Mahala Yates Stripling, PhD





Richard Selzer is without question the most creative of the medical people writing today. A truly imaginative writer, he draws in a way from his medical experience, which is so concrete and immediately evocative. He’s poetic.

– Ed Pellegrino, Director of the Kennedy Institute of Ethics at Georgetown University

A word to my dear biographer: Your subject is a storyteller, one who rummages in his imagination, and uses whatever detritus he stumbles upon, to fashion his art. To insist upon what is and what may not be factual would, I think, not portray the man himself as he really is.

– Selzer to author, 2011

Mahala Stripling and Richard Selzer (1993)

Cushing/Whitney Medical Library

Yale School of Medicine

        In 1976 when I read Richard Selzer’s Mortal Lessons, I could not have known how it would change the trajectory of my life. This surgeon-writer mingled his poetic descriptions of the human body with grotesque details and engaging humor. Although this didn’t appeal to everybody, his words instantly captivated me.

        A creative writer, he knew “the facts are not always where the truth lies.” He witnessed his patients’ daily pain and suffering, knowing it was at the heart of humanity. Seeing the body as sacred space, he told their stories in a way that had joy and transcendence. “Man is not ugly, but Beauty itself,” Selzer wrote. And now this is how I see it as well.

        His compelling stories paved the way for others to write of the body in extremis and fueled the literature-and-medicine movement. In this technological age, it showed medical practitioners how stories could make their patients real again.

        Near the end of his life, I asked Selzer about his legacy. He acknowledged that his work, written decades ago, is used in anthologies and collections. “I have discovered that things I say are counted on by some people today,” he said modestly, and he felt pleased that some of it would survive for the next 100 years.

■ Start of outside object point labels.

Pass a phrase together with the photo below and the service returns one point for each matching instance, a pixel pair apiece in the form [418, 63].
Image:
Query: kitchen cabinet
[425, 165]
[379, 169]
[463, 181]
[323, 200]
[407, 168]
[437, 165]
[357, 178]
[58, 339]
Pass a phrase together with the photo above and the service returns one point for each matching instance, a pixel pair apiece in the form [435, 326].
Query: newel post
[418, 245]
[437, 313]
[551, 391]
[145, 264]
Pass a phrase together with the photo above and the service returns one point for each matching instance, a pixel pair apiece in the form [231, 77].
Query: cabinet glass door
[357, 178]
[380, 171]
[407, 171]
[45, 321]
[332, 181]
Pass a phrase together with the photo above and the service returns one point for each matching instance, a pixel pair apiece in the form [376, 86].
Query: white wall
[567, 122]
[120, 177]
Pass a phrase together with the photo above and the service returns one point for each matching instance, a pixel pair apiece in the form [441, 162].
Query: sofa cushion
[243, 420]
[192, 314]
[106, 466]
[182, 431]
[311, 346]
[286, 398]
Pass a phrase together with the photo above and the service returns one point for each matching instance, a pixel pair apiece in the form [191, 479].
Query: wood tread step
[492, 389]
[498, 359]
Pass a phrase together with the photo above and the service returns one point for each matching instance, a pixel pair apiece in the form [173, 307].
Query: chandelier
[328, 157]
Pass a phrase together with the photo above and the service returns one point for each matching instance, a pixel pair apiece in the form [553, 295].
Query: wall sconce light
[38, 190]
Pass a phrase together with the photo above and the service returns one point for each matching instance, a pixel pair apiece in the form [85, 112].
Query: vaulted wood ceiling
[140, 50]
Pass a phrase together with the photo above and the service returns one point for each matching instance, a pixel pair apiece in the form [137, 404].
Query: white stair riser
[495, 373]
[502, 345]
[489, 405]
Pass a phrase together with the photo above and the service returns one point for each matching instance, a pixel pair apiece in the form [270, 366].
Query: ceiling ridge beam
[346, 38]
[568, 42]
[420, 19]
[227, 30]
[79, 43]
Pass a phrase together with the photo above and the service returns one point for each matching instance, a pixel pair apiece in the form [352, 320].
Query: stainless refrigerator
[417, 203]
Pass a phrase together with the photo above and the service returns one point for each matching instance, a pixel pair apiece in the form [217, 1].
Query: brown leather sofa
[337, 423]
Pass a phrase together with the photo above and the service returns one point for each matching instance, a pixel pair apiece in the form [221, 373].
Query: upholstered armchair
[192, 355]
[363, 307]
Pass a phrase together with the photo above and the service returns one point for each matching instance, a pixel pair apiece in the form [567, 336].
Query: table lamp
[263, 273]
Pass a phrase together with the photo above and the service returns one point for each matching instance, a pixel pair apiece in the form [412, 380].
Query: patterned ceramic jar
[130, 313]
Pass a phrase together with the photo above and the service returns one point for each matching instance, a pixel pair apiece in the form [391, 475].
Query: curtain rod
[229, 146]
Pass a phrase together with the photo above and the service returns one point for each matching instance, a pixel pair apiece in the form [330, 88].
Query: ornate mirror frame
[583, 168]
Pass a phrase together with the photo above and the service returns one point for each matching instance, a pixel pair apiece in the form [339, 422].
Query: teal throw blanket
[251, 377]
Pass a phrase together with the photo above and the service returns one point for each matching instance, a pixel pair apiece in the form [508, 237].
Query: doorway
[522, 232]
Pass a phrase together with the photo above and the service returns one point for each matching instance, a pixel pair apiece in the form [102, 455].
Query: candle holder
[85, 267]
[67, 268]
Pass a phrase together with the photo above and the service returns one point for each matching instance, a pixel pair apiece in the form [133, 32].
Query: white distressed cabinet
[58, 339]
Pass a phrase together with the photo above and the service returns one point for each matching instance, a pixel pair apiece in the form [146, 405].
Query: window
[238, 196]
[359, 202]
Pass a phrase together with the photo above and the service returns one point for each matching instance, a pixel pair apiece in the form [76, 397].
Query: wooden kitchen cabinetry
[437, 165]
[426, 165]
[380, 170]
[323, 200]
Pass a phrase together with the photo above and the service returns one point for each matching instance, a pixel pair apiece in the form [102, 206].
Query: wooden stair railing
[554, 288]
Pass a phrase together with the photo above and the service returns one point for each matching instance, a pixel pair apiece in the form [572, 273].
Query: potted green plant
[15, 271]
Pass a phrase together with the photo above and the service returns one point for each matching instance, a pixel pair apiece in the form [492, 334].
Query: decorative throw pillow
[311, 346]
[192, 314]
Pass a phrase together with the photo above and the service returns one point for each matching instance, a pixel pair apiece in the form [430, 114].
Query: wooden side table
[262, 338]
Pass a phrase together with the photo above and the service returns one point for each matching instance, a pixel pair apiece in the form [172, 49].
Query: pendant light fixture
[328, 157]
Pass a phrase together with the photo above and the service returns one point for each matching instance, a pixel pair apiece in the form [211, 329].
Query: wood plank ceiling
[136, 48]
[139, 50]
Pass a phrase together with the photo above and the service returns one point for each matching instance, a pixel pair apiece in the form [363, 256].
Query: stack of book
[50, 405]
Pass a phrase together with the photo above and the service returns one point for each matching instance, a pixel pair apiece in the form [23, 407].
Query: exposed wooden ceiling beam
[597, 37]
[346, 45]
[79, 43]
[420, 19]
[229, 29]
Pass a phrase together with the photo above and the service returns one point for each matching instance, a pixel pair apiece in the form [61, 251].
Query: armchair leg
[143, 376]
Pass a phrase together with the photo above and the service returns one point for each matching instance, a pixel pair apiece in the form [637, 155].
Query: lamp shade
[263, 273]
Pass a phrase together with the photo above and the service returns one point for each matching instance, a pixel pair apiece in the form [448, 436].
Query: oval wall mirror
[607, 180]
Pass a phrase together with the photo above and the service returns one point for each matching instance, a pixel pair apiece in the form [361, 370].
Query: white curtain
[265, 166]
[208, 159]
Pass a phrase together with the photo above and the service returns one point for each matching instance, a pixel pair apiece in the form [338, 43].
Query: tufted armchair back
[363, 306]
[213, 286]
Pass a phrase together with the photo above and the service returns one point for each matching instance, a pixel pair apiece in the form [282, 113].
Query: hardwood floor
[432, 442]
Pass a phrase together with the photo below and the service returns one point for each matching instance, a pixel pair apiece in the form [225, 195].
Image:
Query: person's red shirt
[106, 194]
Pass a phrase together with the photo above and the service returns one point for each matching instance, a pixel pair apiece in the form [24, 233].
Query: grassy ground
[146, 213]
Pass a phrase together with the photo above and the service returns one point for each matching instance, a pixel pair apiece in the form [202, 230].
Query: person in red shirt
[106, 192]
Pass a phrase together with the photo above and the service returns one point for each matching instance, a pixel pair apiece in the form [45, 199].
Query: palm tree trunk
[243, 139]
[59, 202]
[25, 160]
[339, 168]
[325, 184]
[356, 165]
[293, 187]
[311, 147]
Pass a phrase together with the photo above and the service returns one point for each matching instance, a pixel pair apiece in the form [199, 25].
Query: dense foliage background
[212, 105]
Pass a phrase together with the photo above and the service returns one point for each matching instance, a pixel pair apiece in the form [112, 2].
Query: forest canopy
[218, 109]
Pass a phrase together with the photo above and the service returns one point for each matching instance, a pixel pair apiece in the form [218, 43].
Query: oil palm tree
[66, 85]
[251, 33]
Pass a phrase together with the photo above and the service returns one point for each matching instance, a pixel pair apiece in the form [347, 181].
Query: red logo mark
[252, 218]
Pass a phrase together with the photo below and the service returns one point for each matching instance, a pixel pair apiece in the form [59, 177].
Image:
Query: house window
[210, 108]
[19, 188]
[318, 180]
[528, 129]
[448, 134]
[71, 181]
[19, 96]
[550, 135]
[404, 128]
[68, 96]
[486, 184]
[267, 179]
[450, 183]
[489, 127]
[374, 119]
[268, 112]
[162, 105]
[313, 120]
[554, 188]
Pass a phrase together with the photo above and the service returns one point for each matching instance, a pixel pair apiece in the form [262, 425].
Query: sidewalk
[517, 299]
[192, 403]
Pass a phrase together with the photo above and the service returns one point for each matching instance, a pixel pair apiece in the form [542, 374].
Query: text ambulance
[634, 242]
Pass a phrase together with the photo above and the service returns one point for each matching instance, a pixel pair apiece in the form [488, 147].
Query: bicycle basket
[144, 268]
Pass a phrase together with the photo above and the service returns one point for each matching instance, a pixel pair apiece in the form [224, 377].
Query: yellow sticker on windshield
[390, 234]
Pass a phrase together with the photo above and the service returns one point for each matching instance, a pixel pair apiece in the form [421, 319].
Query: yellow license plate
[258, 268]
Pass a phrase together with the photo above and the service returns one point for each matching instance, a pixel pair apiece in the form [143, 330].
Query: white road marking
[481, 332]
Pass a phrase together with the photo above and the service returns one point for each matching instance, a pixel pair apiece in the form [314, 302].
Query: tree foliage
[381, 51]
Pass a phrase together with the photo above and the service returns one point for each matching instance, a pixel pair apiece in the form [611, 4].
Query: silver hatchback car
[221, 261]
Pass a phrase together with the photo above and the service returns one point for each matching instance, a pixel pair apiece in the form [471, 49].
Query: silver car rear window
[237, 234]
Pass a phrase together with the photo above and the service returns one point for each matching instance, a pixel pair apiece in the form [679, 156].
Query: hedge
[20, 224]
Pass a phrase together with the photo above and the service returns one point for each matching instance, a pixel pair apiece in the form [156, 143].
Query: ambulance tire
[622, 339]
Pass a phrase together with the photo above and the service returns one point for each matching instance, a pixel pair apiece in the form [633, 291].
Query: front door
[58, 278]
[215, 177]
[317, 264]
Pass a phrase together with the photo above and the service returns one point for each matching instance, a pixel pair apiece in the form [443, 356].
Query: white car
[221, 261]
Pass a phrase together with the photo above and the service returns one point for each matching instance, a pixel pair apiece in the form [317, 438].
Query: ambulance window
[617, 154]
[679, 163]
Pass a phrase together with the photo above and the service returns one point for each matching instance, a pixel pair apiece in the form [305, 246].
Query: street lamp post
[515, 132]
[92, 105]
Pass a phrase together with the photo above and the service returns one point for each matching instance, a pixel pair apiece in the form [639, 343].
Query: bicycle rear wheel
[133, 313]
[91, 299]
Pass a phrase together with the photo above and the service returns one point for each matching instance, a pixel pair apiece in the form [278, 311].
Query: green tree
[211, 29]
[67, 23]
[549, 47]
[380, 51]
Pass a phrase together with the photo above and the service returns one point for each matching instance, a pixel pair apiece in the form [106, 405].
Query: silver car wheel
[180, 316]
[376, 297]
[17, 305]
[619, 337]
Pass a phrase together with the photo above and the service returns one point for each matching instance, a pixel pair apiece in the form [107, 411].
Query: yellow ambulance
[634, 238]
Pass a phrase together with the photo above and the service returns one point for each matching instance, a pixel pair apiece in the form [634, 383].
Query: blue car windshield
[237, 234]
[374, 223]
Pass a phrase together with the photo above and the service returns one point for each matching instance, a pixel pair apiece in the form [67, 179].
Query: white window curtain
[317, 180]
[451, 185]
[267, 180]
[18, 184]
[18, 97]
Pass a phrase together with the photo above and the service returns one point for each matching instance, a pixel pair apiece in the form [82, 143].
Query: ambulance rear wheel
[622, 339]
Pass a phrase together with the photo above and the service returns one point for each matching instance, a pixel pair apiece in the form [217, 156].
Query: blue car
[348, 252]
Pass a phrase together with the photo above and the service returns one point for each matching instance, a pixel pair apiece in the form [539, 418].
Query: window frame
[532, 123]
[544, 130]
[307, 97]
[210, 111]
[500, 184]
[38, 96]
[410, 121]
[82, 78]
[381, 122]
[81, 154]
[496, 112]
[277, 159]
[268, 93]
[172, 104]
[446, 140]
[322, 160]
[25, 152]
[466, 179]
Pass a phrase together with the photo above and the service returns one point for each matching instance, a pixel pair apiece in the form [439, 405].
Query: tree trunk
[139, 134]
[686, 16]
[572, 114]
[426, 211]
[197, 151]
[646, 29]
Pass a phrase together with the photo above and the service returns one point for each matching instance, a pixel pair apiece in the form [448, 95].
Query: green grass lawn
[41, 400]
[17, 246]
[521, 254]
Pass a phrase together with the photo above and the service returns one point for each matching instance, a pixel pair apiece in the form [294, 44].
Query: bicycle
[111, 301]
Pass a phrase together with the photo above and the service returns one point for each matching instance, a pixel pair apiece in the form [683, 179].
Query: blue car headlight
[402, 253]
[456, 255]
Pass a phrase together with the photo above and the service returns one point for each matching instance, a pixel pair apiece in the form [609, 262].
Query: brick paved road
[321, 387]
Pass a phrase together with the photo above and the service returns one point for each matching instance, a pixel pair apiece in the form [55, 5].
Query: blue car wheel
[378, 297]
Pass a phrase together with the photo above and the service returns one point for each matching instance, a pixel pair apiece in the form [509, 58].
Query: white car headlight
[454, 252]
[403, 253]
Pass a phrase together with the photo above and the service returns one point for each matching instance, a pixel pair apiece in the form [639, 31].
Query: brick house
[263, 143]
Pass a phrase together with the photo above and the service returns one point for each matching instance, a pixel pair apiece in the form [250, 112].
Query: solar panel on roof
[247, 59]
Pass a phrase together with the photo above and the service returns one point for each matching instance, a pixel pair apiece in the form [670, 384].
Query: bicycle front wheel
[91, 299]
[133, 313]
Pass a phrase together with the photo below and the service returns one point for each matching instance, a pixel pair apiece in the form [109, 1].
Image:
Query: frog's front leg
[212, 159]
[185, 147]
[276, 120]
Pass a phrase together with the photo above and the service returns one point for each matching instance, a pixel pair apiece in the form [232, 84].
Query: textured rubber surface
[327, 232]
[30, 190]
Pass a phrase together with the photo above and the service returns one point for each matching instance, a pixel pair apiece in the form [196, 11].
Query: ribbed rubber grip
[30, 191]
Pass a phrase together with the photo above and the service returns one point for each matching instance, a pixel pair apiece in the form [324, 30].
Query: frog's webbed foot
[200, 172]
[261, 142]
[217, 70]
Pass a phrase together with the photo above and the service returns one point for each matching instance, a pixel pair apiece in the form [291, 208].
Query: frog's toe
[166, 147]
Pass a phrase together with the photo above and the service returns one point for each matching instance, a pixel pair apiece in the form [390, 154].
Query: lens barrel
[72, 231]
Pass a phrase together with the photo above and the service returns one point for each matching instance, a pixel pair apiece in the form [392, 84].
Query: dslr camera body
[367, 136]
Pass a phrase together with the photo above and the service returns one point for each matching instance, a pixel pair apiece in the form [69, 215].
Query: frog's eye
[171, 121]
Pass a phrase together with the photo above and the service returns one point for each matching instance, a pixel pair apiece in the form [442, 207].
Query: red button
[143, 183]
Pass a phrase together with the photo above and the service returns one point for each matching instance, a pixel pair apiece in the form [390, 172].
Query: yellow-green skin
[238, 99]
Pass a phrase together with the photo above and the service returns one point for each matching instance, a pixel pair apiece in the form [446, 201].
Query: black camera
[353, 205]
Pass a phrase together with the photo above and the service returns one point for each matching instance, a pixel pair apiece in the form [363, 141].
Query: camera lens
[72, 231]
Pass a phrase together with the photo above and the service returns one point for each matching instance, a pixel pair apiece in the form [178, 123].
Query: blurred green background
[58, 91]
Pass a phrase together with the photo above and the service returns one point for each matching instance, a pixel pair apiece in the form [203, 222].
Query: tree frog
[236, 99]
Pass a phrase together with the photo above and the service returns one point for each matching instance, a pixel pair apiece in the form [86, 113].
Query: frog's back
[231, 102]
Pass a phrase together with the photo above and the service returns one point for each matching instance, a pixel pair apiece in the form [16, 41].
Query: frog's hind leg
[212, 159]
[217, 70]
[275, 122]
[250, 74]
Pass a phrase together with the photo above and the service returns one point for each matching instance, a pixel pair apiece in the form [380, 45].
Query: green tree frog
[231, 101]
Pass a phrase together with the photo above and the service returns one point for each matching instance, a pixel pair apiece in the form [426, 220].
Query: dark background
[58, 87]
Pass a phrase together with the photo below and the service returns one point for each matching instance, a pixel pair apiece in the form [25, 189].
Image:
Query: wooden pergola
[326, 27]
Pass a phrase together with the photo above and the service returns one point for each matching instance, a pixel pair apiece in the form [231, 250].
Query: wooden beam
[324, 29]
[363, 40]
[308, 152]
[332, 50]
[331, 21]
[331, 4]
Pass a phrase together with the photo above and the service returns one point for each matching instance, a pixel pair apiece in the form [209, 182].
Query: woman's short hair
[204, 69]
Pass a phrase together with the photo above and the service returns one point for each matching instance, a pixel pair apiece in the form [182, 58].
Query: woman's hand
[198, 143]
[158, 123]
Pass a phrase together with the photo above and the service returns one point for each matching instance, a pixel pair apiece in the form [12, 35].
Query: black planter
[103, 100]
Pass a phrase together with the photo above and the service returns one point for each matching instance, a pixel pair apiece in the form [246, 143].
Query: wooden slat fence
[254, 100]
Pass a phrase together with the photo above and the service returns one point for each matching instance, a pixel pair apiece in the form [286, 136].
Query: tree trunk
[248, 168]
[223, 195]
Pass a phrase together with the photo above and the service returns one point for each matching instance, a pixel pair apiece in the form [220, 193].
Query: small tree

        Besides elevating into the spiritual realm patients who struggled with their health, he gave a greater perspective on contemporary issues in the field of bioethics. Proliferating programs, known as Health Humanities; Medicine, Literature, and Society; and Bioethics in Literature, draw from the evolving canon of literature and medicine, which is now used in two-thirds of the medical schools in the United States, with Selzer's stories and essays being a mainstay of the curriculum.

        Richard Selzer, a naturally curious man who spied on his patients, used his skills as a doctor to be a writer. This led to literary art that will far outlast the thousands of operations he performed over 30 years as a Yale-New Haven surgeon.

Mahala Yates Stripling, PhD

Jeff Coggins Photography

Mahala Stripling’s early life in Eau Claire, Wisconsin, was followed by a move to Fort Worth, Texas, where she earned four degrees from Texas Christian University (BA, MLA, MA, PhD).

After she lectured on her 1997 dissertation, Richard Selzer: the Pen and the Scalpel, in Yale’s Program for Humanities in Medicine, she began his biography. During this work-in-progress, seventeen excerpts appeared in such places as Columbia University’s Voices in Bioethics, Readerly/Writerly Texts, and Hektoen International. Other lectures include the American Society for Bioethics and Humanities, Stanford Medical School, and the University of Texas-Medical Branch in Galveston. With the cooperation of Selzer and the support of Yaddo, Helm, and UTMB fellowships, twenty-five years later she has a nearly complete manuscript of THE SURGEON WHO BECAME A BEST-SELLING AUTHOR.

Dr. Stripling, an ACBL bridge aficionado and master swimmer, is married to Jim Stripling, a Fort Worth attorney. They have two daughters and two granddaughters.